Basic Qualifications:
- 10+ years of hands-on experience in network architecture or network operations within large-scale enterprise, cloud, or AI/HPC data center environments.
- Strong expertise in advanced routing & switching technologies, including BGP, OSPF, EVPN, and VXLAN.
- Deep operational understanding of multi-site, high-scale data center network infrastructure.
- Hands-on experience with Arista EOS and Arista switching platforms in a data center environment.
- Proven experience managing complex network topologies and distributed environments.
- Experience leading and managing NOC teams (L1/L2/L3), including escalation frameworks, shift management, and SLA ownership.
- Familiarity with high-performance compute (HPC) or GPU cluster networking and associated traffic patterns.
- Strong troubleshooting, debugging, and analytical skills across multi-vendor environments.
- Practical experience with network automation and operational optimization.
Preferred Qualifications:
- CCIE certification (or equivalent real-world expertise).
- Arista ACE (Arista Certified Engineer) certification or equivalent hands-on Arista expertise.
- Experience with GPU-as-a-Service (GPUaaS), AI/ML inferencing platforms, or hyperscale compute environments.
- Hands-on experience with Cisco Firepower / FTD firewall platforms and enterprise security frameworks.
- Experience with Dell PowerEdge or similar GPU server environments and their network integration.
- Familiarity with RDMA over Converged Ethernet (RoCE), InfiniBand, or other low-latency GPU interconnect fabrics.
- Experience with Arista and Cisco routing and switching platforms.Leaf-spine data center fabric design for AI/ML compute clusters.
- Experience with BGP EVPN and VXLAN overlay architectures.
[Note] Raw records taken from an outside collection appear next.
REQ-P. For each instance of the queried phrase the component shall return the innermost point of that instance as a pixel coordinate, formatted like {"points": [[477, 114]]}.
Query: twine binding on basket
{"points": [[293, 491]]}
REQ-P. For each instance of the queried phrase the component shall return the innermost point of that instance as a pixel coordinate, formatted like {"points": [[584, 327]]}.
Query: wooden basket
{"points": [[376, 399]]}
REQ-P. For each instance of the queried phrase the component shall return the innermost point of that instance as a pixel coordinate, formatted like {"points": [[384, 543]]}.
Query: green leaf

Network automation frameworks and scripting (Python, Ansible, Terraform)
- Experience with Tenant network isolation, VLANs, and multi-tenancy in GPUaaS environments.
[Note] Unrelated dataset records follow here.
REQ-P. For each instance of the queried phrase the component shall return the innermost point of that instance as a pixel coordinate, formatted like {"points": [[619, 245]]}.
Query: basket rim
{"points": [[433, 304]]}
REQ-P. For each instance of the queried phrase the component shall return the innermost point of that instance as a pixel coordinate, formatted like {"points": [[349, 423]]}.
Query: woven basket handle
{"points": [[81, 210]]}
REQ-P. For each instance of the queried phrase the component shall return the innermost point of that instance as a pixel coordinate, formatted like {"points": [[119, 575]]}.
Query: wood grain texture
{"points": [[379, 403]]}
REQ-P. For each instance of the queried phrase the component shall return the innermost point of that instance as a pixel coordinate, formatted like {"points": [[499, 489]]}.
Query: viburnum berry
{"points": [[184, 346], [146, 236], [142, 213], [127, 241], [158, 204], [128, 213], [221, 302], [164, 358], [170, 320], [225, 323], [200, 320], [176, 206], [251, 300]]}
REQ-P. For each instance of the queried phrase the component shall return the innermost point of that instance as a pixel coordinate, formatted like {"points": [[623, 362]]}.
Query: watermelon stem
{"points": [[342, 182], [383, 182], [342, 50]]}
- Additional certifications such as CCNP, Arista ACE-L, or equivalent advanced networking certifications.
Why Gruve
At Gruve, we foster a culture of innovation, collaboration, and continuous learning. We are committed to building a diverse and inclusive workplace where everyone can thrive and contribute their best work. If you’re passionate about technology and eager to make an impact, we’d love to hear from you.
Gruve is an equal opportunity employer. We welcome applicants from all backgrounds and thank all who apply; however, only those selected for an interview will be contacted.